Mas e se não houver uma vacina? A pergunta é incômoda, porém precisa ser feita. O reconfortante é que fazê-la soa mais dramático que a resposta: não será o fim do mundo. O olhar histórico, como aprendizado, é sempre bom. É preciso tempo, e a demora não é sinônimo de tragédia incontornável. Mais de trinta anos depois que os cientistas isolaram o HIV, o vírus que causa a aids, não foi anunciada uma vacina — mas o desenvolvimento de medicamentos antirretrovirais, capitaneados pelo AZT, permitiu frear a expansão desordenada e acelerada dos microrganismos, bálsamo celebrado. O vírus da dengue foi identificado em 1943, mas o primeiro composto realmente capaz de representar imunização só foi aprovado no ano passado. Evidentemente, as 700 000 mortes em decorrência da aids, em 2019, precisam ser lamentadas — mas é estatística longe do quase 1,8 milhão de óbitos anotados há dez anos em todo o mundo. Convive-se mais dignamente com o HIV. No caso da dengue, cujo vetor é o mosquito Aedes aegypti, as cerca de 5 000 mortes anuais seriam reduzidas sobretudo com a melhora do saneamento em regiões pobres. Haveria, portanto, olhando-se para o comportamento de outras epidemias viróticas, modos de convivência com o novo coronavírus — ainda que vasta parcela da população não tenha adquirido imunidade.

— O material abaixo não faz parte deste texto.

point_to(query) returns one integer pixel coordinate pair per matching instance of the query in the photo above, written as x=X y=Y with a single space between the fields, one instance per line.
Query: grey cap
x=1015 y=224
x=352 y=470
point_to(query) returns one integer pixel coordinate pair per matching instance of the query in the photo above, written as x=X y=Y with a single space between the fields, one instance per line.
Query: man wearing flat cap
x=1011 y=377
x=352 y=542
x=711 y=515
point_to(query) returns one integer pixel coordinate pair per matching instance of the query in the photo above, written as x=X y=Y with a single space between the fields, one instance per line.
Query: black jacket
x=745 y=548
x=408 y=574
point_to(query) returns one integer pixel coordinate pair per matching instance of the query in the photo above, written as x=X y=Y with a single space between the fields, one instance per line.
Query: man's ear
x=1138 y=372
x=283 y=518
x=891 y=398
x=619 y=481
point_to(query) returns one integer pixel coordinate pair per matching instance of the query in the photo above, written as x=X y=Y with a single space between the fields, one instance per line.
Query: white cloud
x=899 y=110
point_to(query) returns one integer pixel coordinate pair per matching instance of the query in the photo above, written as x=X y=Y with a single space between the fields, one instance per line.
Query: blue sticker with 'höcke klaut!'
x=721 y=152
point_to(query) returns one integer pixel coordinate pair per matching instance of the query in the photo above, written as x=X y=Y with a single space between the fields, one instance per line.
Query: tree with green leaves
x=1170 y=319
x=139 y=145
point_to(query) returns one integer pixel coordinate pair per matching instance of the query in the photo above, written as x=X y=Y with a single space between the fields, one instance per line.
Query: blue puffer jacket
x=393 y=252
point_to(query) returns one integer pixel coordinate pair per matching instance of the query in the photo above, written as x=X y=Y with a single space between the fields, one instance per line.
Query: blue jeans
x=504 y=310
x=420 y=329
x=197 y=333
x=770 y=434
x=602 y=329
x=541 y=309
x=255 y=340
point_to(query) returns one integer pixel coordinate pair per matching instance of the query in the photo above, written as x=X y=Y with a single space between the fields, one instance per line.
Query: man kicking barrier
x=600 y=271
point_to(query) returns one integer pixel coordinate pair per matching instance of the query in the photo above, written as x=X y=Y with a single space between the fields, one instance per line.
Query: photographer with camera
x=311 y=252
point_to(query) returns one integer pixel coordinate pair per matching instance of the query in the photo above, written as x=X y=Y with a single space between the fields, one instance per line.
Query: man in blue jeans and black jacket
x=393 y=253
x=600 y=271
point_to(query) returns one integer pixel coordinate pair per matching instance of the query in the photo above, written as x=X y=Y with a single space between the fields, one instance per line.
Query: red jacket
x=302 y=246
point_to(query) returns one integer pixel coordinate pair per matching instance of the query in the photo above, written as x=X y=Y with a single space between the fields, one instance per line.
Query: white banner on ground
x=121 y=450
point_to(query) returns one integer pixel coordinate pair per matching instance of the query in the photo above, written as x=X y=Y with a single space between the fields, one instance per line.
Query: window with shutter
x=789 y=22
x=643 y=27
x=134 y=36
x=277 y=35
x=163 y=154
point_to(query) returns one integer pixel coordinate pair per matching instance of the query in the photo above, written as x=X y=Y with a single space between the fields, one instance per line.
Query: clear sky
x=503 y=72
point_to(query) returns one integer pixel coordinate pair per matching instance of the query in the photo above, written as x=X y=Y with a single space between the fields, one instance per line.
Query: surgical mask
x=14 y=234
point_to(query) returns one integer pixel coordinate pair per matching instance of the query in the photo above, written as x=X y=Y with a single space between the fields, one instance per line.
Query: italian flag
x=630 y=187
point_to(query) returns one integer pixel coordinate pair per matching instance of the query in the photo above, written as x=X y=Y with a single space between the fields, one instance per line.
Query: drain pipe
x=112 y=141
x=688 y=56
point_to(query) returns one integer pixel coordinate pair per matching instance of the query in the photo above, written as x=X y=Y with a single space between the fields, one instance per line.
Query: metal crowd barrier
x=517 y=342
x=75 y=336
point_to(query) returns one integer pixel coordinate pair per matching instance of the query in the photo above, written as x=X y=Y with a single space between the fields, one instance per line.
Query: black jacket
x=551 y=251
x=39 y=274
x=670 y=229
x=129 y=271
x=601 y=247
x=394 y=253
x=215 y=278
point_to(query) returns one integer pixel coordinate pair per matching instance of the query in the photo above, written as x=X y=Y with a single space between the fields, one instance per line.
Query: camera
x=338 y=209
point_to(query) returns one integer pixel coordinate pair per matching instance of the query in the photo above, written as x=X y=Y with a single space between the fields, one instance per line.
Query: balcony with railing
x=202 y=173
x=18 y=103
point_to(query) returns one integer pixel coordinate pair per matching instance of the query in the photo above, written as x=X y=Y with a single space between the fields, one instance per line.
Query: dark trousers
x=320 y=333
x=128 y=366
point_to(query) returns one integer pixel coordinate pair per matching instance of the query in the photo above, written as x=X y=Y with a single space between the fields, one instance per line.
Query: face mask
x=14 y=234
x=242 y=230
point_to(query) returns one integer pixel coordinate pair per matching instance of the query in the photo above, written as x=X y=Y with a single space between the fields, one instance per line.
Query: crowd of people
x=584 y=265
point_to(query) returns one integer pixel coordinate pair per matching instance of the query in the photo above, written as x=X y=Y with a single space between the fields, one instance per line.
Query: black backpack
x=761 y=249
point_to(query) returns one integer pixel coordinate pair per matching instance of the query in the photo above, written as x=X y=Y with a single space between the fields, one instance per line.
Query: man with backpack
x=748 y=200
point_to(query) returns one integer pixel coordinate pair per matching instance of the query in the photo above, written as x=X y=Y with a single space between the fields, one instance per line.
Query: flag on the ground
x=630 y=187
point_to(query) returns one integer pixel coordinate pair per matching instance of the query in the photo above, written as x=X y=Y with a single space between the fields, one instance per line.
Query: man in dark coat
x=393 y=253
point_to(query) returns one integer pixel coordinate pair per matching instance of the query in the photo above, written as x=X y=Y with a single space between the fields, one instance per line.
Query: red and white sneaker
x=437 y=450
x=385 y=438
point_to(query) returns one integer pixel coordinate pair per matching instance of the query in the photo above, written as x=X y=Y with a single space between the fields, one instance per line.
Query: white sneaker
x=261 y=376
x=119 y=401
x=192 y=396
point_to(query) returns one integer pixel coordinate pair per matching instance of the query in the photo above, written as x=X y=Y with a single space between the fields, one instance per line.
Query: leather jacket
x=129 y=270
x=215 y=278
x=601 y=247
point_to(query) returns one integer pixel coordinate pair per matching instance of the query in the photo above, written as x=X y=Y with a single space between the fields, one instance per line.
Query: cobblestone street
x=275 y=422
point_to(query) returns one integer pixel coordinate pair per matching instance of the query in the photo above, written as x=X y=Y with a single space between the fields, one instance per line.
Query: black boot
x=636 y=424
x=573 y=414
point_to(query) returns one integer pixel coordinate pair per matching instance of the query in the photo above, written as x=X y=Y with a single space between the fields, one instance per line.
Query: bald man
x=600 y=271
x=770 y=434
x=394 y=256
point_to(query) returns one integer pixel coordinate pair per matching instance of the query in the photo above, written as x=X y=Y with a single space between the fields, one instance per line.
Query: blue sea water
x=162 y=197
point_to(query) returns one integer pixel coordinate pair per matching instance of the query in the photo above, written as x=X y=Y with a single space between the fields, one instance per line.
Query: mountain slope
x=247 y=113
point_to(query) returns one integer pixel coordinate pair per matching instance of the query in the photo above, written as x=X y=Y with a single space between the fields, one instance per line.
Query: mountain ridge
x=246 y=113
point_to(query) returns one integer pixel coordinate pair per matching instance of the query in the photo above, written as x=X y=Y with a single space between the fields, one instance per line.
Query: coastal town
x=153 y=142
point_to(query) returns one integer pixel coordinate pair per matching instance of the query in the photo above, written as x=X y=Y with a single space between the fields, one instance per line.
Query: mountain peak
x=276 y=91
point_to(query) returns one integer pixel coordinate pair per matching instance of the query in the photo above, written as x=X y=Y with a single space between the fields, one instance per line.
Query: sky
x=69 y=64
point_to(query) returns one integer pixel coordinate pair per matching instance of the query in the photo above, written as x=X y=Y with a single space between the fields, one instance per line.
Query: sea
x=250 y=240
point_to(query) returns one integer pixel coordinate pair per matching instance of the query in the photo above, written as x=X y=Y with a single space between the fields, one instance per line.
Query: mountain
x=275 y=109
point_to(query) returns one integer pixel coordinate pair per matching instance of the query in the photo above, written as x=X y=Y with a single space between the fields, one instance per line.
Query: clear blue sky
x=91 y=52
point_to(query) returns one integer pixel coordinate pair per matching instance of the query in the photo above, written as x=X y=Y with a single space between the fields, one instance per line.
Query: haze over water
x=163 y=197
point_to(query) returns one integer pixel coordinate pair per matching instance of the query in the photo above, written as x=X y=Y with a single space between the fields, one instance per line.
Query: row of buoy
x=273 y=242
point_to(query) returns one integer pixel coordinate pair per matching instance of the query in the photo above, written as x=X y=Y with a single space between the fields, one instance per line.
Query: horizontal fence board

É possível que sejamos forçados a conviver com o Sars-CoV-2 como convivemos com as gripes. A esperança de eliminar o vírus começa com uma vacina — mas não representa o fim do caminho. Larry Brilliant, CEO da Pandefense Advisory, consultoria formada por epidemiologistas que trabalhou com a OMS na erradicação da varíola, usa uma metáfora: “Não será como ver um arco-íris ou unicórnios mágicos”. Cientificamente, há a possibilidade de surgir uma vacina que ofereça apenas um ano de proteção. “E estaremos fadados a fazer com que a Covid-19 se torne endêmica, infecção que estará sempre conosco”, diz Brilliant. E, sem vacina, o mundo ingressará de vez no “novo normal”, como se habituou chamar o cotidiano depois da pandemia de 2020, ponto de inflexão na recente história da humanidade. A vida mudará — feita de máscaras, de permanente lavagem de mãos, de menos beijos e abraços, de algum distanciamento físico, de muito trabalho e educação a distância, de salas de aula mais vazias. É adaptação possível, sim, e nem tão complexa — e, de algum modo, funcionaria como uma vacina, até que os laboratórios enfim anunciem a grande e esperada descoberta. Mas o que se quer é a chamada bala de prata. Hanneke Schuitemaker, chefe global de descoberta e medicina transnacional de vacinas virais da Janssen Vaccines & Prevention, da Johnson & Johnson, ouvida por VEJA, oferece a mais adequada e bonita constatação: “Um remédio salva vidas, uma vacina salva populações”.